Je ne vais pas vous faire une litanie des titres piochés dans une discographie de 20 albums ( !) : mais j’ai quand même adoré « Stay Clean » et « Killed by Death » - faudra écrire ça sur ma pierre tombale -, ou encore « In the Name of Tragedy » - dédicacée à Shakespeare et surtout « Metropolis », mon morceau favori de Motörhead, écrit évidemment en hommage au film de Fritz Lang.

Je n’ai pas vu passer le set, j’étais un peu amorti, mais voilà, je les ai enfin vus (car oui, je ne les avais jamais vus). Plus extraordinaire et surprenant, le rappel s’est ouvert par une improbable prestation unplugged du groupe (« Whorehouse Blues » extrait de l’album « Inferno ») et c’était comme si Lemmy (qui a joué de l’harmonica pour l’occasion) nous montrait comment tout cela finirait. Il y aurait un feu de cheminée, des guitares acoustiques et on chanterait des blues sur les bars à putes. Ca m’a bien plu, la vieillesse n’est pas forcément un naufrage, n’est-ce pas Johnny Cash.

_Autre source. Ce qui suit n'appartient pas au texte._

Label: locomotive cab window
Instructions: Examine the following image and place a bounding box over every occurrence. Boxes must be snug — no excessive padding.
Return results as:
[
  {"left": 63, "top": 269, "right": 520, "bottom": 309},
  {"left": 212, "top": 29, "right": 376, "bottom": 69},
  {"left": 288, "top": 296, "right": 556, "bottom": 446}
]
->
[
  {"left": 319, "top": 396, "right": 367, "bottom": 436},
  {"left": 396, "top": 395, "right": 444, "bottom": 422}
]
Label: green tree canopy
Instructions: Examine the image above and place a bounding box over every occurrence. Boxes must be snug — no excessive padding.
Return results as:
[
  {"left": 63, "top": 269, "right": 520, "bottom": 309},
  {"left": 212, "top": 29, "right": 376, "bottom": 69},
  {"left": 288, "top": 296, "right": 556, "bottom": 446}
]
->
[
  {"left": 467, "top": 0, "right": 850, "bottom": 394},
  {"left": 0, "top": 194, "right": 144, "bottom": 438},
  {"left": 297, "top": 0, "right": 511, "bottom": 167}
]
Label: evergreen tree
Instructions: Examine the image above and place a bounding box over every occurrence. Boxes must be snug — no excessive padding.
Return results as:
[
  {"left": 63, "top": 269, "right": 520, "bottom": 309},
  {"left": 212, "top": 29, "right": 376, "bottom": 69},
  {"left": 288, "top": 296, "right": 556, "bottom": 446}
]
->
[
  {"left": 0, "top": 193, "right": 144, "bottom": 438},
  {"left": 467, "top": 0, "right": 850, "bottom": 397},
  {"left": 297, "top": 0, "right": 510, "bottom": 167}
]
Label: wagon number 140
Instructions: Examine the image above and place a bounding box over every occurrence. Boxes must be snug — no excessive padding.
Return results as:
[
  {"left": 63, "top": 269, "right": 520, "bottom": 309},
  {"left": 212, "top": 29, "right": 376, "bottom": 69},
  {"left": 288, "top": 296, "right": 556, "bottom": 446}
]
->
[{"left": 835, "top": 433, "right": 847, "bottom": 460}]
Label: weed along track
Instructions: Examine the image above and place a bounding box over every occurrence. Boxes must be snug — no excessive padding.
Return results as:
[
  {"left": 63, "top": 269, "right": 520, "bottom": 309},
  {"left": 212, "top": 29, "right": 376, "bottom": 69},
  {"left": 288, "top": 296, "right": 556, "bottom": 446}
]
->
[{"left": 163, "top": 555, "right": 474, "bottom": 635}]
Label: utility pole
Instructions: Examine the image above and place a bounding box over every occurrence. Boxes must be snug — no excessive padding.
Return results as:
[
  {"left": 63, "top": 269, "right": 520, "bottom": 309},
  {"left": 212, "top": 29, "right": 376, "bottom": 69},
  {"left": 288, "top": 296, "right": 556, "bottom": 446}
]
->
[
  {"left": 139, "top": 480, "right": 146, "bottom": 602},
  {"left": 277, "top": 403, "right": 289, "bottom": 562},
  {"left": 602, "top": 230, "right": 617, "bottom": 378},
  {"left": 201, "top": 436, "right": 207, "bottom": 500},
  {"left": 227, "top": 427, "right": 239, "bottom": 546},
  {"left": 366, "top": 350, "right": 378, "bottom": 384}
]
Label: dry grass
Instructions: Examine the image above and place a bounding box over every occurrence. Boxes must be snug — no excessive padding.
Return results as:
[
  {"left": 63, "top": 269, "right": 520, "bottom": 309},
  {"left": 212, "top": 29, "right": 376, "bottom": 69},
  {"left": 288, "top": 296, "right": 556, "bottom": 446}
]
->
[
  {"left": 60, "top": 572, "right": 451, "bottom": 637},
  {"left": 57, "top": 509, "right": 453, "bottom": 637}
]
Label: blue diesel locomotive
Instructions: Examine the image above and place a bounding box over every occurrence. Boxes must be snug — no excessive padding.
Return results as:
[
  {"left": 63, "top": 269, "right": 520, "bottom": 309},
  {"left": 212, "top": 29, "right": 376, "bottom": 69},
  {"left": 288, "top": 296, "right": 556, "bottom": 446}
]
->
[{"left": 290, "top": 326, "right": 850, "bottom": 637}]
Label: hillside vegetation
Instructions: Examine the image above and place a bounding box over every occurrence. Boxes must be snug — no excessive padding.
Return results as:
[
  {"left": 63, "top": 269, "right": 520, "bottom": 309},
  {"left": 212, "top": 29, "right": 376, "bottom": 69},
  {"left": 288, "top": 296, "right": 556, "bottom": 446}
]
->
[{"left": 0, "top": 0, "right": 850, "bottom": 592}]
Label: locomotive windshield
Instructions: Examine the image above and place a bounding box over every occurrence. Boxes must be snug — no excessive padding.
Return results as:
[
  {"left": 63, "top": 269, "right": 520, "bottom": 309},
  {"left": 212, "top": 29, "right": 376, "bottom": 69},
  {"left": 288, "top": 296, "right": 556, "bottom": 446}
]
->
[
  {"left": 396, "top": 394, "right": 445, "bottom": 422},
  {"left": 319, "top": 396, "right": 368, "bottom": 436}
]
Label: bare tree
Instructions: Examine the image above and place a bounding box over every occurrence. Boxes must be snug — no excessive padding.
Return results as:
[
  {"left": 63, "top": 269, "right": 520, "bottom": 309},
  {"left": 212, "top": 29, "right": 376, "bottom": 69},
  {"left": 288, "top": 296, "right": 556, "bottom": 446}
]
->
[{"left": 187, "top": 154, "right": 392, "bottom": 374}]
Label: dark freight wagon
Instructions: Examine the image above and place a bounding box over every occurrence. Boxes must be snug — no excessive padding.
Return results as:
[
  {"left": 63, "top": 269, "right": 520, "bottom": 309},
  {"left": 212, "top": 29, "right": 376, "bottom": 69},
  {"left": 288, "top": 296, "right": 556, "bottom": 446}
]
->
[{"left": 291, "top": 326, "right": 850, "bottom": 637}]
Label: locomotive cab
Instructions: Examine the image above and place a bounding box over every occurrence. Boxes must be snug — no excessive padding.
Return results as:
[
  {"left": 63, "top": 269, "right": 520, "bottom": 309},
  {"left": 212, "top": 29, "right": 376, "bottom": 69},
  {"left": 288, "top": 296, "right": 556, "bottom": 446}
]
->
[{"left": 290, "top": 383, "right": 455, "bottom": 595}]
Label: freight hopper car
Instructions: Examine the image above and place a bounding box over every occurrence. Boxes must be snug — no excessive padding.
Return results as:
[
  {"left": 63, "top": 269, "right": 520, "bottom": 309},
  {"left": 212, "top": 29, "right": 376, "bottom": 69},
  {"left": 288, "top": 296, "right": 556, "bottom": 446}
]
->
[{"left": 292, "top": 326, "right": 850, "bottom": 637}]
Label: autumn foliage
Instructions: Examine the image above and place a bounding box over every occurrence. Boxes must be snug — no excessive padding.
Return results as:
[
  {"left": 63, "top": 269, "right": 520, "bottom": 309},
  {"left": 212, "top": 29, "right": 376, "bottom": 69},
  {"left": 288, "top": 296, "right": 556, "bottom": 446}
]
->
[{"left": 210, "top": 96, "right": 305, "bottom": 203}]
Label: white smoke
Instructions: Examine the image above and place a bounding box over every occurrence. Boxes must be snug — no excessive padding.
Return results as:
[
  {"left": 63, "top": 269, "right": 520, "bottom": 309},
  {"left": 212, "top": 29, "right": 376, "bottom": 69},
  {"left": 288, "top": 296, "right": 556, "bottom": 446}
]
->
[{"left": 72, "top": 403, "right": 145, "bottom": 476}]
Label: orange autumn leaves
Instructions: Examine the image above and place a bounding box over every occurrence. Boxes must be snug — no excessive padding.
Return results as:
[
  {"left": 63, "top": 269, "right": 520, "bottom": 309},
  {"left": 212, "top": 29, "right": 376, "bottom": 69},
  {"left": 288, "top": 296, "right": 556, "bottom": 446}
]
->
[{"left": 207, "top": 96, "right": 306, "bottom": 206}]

Je suis passé par le merchandising pour m’acheter l’avant-dernier album de Danko Jones et un bonnet estampillé Motörhead (sans déconner, vous avez vu le froid qu’il fait ?!). A la sortie, je me suis également acheté un tee-shirt pirate, n’oublions pas que Motörhead a quand même le logo le plus cool du monde.

J’ai supporté les embouteillages du retour (travaux sur le périph’) grâce à l’écoute assidue de « No sleep til’ Hammersmith » (1981). Après je n’ai pas beaucoup dormi mais bon, « We are Motörhead and we play rock n’ roll ».